Home Health Nursing

A definition of home health nursing is coming soon!

One family’s personal experience with home health nursing…

When my husband an I found out that our daughter, Elizabeth, had this horrible disease one of the biggest issues we had to tackle was how to care for her once we were discharged from the hospital. Our first thought was that I would quit my job and stay home to care for Elizabeth. Neither of us was particularly happy about it. I like my job, I have the better insurance plan through my job, and the idea of caring for Elizabeth all day by myself with all of her needs was terrifying and overwhelming. Thankfully we had a terrific support system at the hospital and a GI doctor who has treated MMIHS patients before and had an idea of what sort of home support we would need. Both of these teams recommended that we look into a home health care company.

A week or so before discharge the care coordinator at the hospital came to us and said she had found a company that was covered by my insurance and asked if we would be interested in meeting with them. They came to the hospital to meet with us and explain how their company worked. They have a mix of LVNs and RNs who work for them. The company is responsible for doing background checks on employees and ensuring that they are certified to perform the duties that Elizabeth requires. Any scheduling requests or issues we have with nurses go through the company. The company sends out a schedule at the beginning of each month that lists all the filled shifts. They fill in any gaps in the schedule as the month progresses. If a nurse needs vacation or calls in sick, the company is responsible for finding a replacement for those day. This takes a tremendous burden off of us.

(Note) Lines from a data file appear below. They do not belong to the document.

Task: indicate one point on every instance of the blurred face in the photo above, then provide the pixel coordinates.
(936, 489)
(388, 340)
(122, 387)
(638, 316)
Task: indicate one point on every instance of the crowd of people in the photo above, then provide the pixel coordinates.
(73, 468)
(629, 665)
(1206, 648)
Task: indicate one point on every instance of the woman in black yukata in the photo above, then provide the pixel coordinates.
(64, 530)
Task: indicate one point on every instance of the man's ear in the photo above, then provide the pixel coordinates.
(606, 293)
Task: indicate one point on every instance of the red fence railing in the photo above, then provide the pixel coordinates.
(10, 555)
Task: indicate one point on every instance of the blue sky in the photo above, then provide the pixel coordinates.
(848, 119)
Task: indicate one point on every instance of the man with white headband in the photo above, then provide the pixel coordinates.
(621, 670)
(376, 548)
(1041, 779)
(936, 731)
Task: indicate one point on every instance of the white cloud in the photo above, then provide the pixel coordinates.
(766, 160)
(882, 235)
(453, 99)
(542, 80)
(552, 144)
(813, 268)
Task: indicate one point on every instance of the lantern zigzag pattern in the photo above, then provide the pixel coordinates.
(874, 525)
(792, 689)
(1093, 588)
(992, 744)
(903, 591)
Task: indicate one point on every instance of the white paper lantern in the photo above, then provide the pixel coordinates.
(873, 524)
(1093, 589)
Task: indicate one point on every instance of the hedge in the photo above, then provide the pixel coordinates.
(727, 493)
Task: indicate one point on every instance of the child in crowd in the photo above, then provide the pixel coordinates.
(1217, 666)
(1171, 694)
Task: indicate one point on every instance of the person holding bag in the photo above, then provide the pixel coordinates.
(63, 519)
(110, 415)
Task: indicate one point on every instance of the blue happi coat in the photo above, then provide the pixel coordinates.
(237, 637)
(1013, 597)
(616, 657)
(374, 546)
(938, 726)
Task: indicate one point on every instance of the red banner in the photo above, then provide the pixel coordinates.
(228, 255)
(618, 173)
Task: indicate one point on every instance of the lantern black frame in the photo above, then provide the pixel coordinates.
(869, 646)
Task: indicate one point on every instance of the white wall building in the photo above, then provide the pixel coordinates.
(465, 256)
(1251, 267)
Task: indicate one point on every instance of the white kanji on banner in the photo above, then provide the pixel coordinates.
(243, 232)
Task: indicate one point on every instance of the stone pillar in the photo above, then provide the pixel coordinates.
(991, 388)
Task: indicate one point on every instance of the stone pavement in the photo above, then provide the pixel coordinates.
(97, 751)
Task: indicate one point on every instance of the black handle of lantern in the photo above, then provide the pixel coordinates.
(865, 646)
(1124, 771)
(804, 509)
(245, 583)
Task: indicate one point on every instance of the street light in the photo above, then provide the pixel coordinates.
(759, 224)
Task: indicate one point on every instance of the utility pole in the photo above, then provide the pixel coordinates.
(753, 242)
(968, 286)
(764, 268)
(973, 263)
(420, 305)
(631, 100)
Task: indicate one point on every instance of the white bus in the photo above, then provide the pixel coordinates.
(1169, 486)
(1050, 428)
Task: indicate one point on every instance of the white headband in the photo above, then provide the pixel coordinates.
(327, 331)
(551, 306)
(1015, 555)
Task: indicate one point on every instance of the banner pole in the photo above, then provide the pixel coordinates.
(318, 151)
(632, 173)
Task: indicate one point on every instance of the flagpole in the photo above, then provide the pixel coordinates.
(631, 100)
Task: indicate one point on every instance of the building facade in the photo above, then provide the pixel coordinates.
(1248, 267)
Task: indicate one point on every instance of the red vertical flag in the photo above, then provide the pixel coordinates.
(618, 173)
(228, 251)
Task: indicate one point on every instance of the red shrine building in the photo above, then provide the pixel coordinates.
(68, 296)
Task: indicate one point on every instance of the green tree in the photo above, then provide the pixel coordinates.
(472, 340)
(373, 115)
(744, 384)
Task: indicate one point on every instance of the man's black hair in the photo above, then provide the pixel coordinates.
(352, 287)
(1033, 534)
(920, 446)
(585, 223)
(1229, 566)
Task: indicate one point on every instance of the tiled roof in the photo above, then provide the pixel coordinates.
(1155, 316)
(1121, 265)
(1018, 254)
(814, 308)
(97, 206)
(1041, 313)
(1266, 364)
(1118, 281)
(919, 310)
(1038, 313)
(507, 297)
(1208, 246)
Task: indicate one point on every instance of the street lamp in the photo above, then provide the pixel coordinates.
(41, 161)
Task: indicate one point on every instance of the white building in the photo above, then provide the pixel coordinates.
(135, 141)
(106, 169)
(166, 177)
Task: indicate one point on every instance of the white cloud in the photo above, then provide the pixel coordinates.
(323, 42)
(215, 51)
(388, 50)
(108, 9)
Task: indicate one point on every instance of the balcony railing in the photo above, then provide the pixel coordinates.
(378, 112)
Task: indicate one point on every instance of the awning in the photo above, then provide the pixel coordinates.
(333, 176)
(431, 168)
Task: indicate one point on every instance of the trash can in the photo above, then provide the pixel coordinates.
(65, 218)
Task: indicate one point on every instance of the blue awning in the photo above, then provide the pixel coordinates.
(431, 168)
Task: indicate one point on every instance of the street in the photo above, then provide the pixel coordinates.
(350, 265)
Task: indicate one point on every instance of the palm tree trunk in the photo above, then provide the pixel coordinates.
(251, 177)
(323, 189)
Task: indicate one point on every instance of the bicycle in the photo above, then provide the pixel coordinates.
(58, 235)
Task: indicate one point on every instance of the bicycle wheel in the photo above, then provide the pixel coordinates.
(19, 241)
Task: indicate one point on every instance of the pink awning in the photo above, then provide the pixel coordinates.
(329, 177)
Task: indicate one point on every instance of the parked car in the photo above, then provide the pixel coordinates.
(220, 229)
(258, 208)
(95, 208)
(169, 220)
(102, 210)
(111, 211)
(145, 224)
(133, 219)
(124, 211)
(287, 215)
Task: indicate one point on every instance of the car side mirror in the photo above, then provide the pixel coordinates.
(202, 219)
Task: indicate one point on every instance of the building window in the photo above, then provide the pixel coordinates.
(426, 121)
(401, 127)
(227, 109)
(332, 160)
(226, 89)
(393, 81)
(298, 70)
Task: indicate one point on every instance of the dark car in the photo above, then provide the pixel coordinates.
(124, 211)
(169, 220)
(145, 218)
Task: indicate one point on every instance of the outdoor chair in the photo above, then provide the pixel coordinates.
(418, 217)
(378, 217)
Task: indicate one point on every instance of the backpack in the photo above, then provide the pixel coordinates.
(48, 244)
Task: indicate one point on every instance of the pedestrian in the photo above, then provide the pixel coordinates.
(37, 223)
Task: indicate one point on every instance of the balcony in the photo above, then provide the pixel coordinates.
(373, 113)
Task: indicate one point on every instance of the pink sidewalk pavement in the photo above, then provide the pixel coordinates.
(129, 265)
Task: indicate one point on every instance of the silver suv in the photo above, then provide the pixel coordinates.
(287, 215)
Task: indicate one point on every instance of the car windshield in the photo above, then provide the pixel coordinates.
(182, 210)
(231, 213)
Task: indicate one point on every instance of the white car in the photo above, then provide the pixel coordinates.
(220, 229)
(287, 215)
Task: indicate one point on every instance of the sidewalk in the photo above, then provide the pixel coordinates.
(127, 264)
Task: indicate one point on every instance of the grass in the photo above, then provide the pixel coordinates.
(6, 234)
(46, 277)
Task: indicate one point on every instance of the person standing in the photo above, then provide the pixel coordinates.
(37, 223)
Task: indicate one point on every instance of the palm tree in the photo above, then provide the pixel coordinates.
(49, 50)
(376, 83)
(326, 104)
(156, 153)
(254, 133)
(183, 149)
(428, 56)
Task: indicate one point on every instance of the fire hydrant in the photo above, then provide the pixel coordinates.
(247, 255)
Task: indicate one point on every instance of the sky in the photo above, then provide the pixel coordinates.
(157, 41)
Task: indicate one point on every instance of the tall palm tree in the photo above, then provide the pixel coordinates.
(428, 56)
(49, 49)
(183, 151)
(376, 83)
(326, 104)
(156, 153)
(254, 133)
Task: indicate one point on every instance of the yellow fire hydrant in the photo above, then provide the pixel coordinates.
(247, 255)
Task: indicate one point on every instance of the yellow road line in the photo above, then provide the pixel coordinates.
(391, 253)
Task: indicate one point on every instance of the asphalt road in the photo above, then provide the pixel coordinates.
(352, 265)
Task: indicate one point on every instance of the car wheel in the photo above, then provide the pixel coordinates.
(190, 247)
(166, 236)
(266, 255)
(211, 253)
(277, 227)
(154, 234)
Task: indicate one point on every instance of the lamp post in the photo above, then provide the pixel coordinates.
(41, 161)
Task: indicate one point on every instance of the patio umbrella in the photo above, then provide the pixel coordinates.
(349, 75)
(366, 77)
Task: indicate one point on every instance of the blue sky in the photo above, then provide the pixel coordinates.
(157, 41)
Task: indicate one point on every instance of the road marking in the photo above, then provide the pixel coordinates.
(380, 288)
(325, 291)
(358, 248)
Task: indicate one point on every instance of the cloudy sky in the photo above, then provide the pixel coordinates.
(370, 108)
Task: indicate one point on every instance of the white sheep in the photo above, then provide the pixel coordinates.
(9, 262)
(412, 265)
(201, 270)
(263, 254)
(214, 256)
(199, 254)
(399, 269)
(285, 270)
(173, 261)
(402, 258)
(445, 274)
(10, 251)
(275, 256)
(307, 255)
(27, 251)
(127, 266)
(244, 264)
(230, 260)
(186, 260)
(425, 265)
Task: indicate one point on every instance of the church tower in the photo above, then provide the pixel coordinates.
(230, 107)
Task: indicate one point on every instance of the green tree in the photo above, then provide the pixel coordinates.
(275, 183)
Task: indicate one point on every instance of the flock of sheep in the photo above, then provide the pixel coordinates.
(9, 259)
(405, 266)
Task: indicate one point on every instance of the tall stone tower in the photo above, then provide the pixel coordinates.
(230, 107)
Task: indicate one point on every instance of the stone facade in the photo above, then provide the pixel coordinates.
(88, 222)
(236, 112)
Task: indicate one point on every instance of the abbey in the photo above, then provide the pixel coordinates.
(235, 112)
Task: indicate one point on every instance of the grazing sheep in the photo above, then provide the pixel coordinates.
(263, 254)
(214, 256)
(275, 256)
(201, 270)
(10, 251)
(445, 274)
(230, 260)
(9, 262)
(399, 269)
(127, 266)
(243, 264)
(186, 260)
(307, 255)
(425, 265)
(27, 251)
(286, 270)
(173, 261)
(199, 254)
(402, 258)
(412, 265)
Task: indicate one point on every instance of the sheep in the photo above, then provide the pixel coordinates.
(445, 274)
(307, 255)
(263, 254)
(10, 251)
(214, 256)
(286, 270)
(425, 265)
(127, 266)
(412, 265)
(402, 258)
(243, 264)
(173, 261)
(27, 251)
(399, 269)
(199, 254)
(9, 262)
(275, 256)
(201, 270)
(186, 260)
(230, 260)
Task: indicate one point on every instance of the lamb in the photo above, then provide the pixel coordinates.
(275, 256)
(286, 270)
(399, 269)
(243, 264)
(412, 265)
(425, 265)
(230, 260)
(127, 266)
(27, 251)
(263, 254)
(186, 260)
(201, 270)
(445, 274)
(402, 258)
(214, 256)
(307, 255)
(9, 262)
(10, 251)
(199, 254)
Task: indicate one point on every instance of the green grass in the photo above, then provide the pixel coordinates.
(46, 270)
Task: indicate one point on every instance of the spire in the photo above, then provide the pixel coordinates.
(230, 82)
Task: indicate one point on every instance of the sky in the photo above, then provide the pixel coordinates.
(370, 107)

When we first met with the company our insurance had not approved the amount of nursing hours that our doctor had prescribed. The company agreed to take us on for one month at the number of weekly hours or doctor prescribed without the insurance approval and eat the cost of any unapproved hours. We do 7a-7p/7 days a week. On weekdays I have a few minutes in the morning to talk to the nurse before I take out older son to school. We get home around 5:30 most days. We use that hour and a half or so to get homework done and make sure everybody is fed before the nurse has to leave. On weekends we use the time to recharge and do things around the house that don't get done during the week. Because caring for Elizabeth demands so much time during the week, once or twice per month we take our older son out for something fun on the weekend. Our nursing company takes care of all of the insurance and medicaid billing which is another headache we don't have to worry about. Overall we've been happy with the company but if we had to do it over again there are some things I'd do differently.

At the hospital I would have asked to meet with at least one other company. We were still overwhelmed at that point and just happy that anyone could help us I never thought to ask to speak with another company. Even if we'd had the chance, I wouldn't have known what questions to ask. While we were told that our nursing company had several nurses who were qualified to work the central lines and TPN we soon found out that wasn't exactly the case. I would know to ask how many "TPN" nurses they had on staff. I would also find out what their policy is in regards to having nurses connect and disconnect TPN and IV medications. Every company and state has different regulations. Our company does not allow nurses to set up or connect TPN without direct supervision. This has caused some issues in the past.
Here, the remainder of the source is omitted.